When looking for an apartment or house, hiring the help of a real estate agency is probably your best bet. They can arrange viewings for you and will pick out the best offers. In addition, they are experts when it comes to the average cost of living in your new Danish home and might give you advice on the most attractive locations in a city.
Many real estate agencies offer both furnished and unfurnished apartments and houses. Ask yourself what your housing needs are and which option you would prefer, but keep in mind that unfurnished long-term rentals are usually the cheapest.
Expats who are not yet proficient in Danish can refer to one of the following agencies and websites.
If you are unsure which real estate agency to use, you could always ask around among friends, co-workers, and other expats. Referring to your expat network in particular can be a good idea since someone may be about to leave Denmark and is looking for another expat to take over their lease.

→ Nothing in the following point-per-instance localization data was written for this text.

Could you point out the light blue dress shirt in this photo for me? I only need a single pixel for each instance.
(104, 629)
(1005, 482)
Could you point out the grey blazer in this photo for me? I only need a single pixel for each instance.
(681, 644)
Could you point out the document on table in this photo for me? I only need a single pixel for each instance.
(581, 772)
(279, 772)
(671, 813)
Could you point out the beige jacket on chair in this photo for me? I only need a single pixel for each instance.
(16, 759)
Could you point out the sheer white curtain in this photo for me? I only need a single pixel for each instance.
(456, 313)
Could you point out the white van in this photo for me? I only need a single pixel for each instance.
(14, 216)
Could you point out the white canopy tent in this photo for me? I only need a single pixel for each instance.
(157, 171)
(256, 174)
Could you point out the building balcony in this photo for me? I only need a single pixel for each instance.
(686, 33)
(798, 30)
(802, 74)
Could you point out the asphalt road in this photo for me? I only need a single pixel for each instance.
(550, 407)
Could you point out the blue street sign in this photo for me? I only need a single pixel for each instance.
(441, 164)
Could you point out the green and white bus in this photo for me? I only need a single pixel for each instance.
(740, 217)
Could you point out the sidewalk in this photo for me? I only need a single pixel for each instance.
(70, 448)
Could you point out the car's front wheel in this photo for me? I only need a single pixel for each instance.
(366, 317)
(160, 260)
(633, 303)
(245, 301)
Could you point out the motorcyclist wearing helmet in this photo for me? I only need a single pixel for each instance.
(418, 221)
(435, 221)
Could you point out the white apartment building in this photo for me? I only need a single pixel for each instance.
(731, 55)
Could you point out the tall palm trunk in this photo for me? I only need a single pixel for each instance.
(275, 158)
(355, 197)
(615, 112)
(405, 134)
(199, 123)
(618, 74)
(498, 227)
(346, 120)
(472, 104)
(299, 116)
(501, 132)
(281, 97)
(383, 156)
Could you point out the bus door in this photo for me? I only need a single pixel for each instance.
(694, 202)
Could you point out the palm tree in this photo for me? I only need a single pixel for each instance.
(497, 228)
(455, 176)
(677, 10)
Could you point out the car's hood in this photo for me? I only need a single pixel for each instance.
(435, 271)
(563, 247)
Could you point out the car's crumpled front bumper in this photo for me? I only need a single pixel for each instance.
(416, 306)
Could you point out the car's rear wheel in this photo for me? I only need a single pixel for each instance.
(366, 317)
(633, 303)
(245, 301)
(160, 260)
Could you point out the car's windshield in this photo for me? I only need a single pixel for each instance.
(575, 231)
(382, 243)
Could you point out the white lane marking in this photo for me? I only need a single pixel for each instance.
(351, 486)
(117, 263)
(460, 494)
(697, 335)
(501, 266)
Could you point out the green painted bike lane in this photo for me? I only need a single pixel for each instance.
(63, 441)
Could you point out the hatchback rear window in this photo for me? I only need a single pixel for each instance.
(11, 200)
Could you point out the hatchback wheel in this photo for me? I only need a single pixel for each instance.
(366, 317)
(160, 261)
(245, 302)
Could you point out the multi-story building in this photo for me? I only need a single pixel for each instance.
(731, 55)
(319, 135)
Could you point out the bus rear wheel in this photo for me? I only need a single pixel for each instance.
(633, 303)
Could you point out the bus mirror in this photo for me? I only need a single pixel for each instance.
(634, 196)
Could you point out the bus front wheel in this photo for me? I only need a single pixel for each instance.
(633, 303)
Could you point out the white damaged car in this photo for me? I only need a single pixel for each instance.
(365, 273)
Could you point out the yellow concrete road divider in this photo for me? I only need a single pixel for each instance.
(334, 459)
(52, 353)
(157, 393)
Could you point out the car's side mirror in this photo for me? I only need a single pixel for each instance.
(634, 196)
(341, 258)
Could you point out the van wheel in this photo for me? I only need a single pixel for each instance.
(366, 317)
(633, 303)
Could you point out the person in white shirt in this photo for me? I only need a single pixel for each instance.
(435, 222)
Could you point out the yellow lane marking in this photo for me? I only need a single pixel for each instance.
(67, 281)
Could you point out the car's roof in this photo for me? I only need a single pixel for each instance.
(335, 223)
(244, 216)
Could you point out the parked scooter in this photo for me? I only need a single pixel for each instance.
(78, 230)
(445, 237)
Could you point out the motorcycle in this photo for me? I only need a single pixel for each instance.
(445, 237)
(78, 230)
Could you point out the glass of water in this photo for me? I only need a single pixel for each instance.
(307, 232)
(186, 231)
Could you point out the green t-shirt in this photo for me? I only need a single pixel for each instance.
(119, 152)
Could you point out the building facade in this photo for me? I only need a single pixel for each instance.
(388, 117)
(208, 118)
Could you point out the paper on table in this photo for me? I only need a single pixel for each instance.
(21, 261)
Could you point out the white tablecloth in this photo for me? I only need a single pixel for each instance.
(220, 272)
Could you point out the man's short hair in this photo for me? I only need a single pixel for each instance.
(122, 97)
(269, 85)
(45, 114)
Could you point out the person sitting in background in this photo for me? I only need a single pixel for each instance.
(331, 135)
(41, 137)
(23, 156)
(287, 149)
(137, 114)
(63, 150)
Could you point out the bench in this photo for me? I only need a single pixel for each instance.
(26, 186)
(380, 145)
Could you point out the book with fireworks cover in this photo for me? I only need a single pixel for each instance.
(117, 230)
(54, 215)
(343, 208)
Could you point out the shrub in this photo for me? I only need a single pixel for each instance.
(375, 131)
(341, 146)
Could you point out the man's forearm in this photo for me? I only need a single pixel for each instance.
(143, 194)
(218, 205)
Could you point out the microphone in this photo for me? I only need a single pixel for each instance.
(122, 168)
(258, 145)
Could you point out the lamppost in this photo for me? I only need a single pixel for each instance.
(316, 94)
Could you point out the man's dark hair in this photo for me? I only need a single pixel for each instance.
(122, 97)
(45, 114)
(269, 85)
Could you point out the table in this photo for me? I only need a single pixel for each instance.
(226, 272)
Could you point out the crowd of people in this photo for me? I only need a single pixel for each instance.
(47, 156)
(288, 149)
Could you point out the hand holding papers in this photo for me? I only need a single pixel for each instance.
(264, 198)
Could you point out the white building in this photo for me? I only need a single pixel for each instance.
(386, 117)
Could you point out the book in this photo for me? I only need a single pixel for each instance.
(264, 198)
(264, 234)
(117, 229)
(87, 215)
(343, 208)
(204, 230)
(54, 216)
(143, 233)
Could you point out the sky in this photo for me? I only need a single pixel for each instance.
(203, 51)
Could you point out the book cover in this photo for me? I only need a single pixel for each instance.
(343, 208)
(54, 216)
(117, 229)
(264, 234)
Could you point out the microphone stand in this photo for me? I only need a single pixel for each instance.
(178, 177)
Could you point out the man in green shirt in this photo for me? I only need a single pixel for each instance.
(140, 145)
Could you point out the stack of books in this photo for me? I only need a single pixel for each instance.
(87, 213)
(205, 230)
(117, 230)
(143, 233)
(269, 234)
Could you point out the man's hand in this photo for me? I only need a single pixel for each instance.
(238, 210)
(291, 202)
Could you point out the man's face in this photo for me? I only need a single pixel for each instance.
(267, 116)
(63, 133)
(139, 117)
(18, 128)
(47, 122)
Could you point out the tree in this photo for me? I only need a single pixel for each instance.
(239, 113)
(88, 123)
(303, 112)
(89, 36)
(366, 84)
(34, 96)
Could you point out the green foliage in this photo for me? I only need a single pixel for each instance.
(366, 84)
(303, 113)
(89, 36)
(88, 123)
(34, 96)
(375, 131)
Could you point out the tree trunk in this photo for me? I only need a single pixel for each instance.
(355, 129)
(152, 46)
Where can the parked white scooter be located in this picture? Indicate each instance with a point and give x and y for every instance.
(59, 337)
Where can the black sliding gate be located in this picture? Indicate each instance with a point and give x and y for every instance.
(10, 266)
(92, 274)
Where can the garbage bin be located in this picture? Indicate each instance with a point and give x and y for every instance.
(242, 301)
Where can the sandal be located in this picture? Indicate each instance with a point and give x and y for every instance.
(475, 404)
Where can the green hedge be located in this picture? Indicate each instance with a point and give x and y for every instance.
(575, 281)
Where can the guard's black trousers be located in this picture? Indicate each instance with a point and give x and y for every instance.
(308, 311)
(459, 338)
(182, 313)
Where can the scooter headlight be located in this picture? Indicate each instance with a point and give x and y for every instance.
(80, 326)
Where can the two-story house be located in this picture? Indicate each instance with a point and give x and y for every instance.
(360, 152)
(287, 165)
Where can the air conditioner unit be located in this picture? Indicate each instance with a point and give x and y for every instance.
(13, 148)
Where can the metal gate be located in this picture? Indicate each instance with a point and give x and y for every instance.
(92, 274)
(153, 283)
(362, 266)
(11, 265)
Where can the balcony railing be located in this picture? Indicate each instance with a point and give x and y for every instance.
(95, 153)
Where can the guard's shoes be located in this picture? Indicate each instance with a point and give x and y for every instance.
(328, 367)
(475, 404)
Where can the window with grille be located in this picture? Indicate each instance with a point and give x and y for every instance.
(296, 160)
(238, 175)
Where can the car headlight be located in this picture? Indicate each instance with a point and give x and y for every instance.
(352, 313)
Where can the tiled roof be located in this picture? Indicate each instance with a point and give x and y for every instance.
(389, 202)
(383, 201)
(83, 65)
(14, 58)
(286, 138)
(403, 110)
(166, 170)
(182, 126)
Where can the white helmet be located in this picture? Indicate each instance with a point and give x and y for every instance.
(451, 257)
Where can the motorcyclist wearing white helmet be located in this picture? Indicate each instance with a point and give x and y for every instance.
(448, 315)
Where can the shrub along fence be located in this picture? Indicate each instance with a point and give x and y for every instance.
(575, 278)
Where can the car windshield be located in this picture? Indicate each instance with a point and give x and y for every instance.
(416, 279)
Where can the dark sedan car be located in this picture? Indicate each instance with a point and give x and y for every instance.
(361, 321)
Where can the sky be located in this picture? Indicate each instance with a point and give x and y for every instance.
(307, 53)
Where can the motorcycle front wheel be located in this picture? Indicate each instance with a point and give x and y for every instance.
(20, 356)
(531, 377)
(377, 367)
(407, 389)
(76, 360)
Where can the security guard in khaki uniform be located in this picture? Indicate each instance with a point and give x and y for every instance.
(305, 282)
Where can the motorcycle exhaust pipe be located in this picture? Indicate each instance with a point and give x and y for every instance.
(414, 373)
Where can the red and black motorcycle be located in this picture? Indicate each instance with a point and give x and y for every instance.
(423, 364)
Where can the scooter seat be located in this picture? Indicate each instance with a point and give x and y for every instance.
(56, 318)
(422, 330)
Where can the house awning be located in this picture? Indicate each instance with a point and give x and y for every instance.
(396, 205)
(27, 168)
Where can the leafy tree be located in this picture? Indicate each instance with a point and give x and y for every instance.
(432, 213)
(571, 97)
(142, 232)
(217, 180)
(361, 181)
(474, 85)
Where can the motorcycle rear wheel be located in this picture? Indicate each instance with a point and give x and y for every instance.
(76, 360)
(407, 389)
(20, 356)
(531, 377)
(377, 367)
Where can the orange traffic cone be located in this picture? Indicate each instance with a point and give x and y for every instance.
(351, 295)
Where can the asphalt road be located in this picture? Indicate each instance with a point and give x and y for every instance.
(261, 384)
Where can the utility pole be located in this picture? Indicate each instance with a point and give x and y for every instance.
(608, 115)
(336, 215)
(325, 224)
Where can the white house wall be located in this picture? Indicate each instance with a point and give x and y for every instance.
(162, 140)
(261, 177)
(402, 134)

The year 2014 marked the 200th anniversary of the first law that made schooling obligatory in Denmark. Today, children receive nine years of compulsory education, usually from the age of seven onwards. However, most kids also attend pre-school at the age of six. Except for private institutions, primary and lower secondary education is completely free of charge. In the years after, children are generally free to choose how they would like to proceed.
The vast majority pursues some kind of upper secondary education, which includes both general and vocational programs, most of which take three years. Upon the conclusion of upper secondary education, students can decide whether they would like to pursue higher education or rather take up full-time employment.
Expats who prefer to send their children to an international school instead of a Danish one have no shortage of choice in Denmark. For some expat children, international schools may be the better choice, since they avoid having to deal with the language barrier on top of culture shock.
For instance, there are 17 schools in Denmark that offer the International Baccalaureate curriculum (IB). The advantage of such schools is twofold. First, it allows children to easily connect with other expat kids. Second, it also makes for a fairly easy transfer to another school abroad should their parents be assigned elsewhere.
As for international primary education, the Danish Ministry of Education offers a list of international basic schools in Denmark.
Another option for expat children are private and boarding schools. Private schools are, generally speaking, organized very similarly to municipal schools but enjoy more freedom in terms of curriculum. Boarding schools are available as well, at for instance Sorø Akademi (website in Danish only), Herlufsholm Skole, Struer Statsgymnasium, Grenå Gymnasium, Nyborg Gymnasium, as well as Viborg Katedralskole (Danish only).
In Denmark, childcare is widely available for all children up to the age of six. There is a variety of options, and the goals and programs of childcare institutions vary from municipality to municipality.
From the age of six months to three years, kids can be looked after at a day care center or a day nursery. Day nurseries are very similar to day care centers, except that each employee is responsible for only a handful of kids. At ages three to six, most children attend kindergartens. The staff is well-trained and offers both lots of playtime and simple educational programs.
Costs vary and are strongly dependent on your municipality, usually around 3,900 DKK (600 USD) per month for day care, including meals. Kindergartens a usually cheaper. However, regardless of municipality, all children in Denmark are guaranteed a spot in a childcare institution.